Burry misinterprets what Palantir actually does, according to the counterargument put forth by Palantir bulls, some of them quite vehemently on Reddit threads that have taken on the feel of small community meetings. His criticism appeared to assume that having a large language model is what makes Palantir valuable. It doesn’t. The core of Palantir’s product is ontology and operational decision-making, which involves taking an organization’s disorganized, fragmented data and creating a framework on top of it that enables automated, auditable decisions to be made at scale. AI capability is added to that foundation by the AIP layer. That is obviously not replaced by an Anthropic multi-agent orchestration product. Depending on how businesses decide to implement it, it may enhance it, compete at the periphery, or cause no disruption at all. As usual, the market did not wait to find out.
The discrepancy between sentiment and operating performance is what sets Palantir apart from other growth stocks. When a company’s stock drops 37% from its peak, it usually indicates that something is wrong with the business, such as slowing growth, margin compression, or customer churn.
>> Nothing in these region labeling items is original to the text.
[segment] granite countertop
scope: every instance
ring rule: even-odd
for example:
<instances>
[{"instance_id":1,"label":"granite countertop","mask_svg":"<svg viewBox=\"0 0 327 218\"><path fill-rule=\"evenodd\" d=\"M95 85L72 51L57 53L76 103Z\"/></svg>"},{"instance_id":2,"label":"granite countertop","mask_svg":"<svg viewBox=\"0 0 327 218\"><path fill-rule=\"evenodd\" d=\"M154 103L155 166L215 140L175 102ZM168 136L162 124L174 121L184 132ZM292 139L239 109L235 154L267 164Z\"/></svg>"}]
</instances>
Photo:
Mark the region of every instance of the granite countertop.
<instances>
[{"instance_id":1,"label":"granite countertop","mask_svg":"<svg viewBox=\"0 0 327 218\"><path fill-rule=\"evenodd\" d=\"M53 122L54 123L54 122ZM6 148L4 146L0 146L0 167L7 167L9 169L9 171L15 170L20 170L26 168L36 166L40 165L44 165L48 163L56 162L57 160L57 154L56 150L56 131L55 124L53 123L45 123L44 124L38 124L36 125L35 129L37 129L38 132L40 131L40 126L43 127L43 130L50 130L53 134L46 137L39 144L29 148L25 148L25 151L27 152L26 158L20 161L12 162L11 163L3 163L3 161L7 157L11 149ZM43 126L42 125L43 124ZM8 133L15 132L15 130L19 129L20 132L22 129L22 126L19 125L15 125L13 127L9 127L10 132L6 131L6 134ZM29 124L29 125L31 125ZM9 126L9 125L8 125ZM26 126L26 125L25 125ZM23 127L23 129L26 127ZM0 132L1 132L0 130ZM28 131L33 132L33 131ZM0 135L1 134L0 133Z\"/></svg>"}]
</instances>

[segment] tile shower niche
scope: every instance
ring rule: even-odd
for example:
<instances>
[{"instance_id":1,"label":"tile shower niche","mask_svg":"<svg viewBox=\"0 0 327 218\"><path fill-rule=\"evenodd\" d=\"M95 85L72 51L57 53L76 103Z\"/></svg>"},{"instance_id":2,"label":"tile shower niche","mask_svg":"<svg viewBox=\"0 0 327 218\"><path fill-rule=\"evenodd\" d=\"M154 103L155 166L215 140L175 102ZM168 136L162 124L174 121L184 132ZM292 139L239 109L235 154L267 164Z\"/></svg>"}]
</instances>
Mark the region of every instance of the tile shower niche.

None of those are present at Palantir. The expansion is quickening. The margins are growing. Contracts are long-term and sticky, and the clientele is expanding. The issue is valuation, which was priced at levels that required everything to work out for a long time and is now burdened with concerns about AI disruption that may or may not be warranted. The stock typically moves more quickly than the fundamentals support in either direction when you’re priced for perfection and uncertainty enters the room.
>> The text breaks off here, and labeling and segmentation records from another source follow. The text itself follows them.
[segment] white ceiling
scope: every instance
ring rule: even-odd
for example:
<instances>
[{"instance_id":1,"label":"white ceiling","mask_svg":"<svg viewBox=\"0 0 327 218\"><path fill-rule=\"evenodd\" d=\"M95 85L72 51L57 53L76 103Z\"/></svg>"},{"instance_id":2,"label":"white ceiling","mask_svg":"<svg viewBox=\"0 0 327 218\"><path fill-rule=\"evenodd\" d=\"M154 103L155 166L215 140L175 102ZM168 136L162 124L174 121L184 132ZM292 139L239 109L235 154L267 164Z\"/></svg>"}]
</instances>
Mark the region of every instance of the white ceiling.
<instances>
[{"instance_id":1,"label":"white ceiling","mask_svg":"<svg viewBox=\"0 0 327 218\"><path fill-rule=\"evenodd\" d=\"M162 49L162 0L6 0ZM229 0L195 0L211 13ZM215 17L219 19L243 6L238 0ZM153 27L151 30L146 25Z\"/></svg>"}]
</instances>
Even though ARK’s timing record has been inconsistent, Cathie Wood’s ARK Invest purchased shares during the decline, which is at least a sign of institutional conviction at lower prices. Before the worst of the selloff, Peter Thiel sold 2 million shares in March for about $140, but founder sales of that nature are typical and anticipated. Some interpret this as a sign that those closest to the company aren’t freaking out over the fundamentals because no unusual insider selling has been discovered during the April decline itself.
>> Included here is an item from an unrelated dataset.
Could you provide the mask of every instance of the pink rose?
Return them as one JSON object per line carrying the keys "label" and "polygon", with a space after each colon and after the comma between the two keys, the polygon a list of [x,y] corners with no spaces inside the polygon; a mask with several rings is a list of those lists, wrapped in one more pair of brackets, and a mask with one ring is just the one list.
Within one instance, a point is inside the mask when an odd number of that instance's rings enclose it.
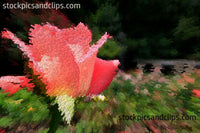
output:
{"label": "pink rose", "polygon": [[46,85],[49,96],[84,96],[105,90],[118,70],[119,61],[97,58],[98,49],[107,41],[105,33],[90,46],[91,31],[82,23],[77,27],[58,29],[50,24],[34,25],[26,45],[12,32],[2,32],[29,58],[29,67]]}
On April 13 and 14, the fear trade began to wind down. Palantir, Oracle, ServiceNow, and other companies all made significant recoveries in just two sessions after Wedbush’s Dan Ives declared the software selloff to be overdone. Whether or not actual enterprise spending data over the upcoming quarters supports or contradicts the Anthropic disruption thesis will determine whether that bounce continues. Which way that goes is still unknown. There are no indications that demand is declining, according to the company. The stock price presents an alternative narrative. Both of these things are real, and the argument presently resides in the space between them.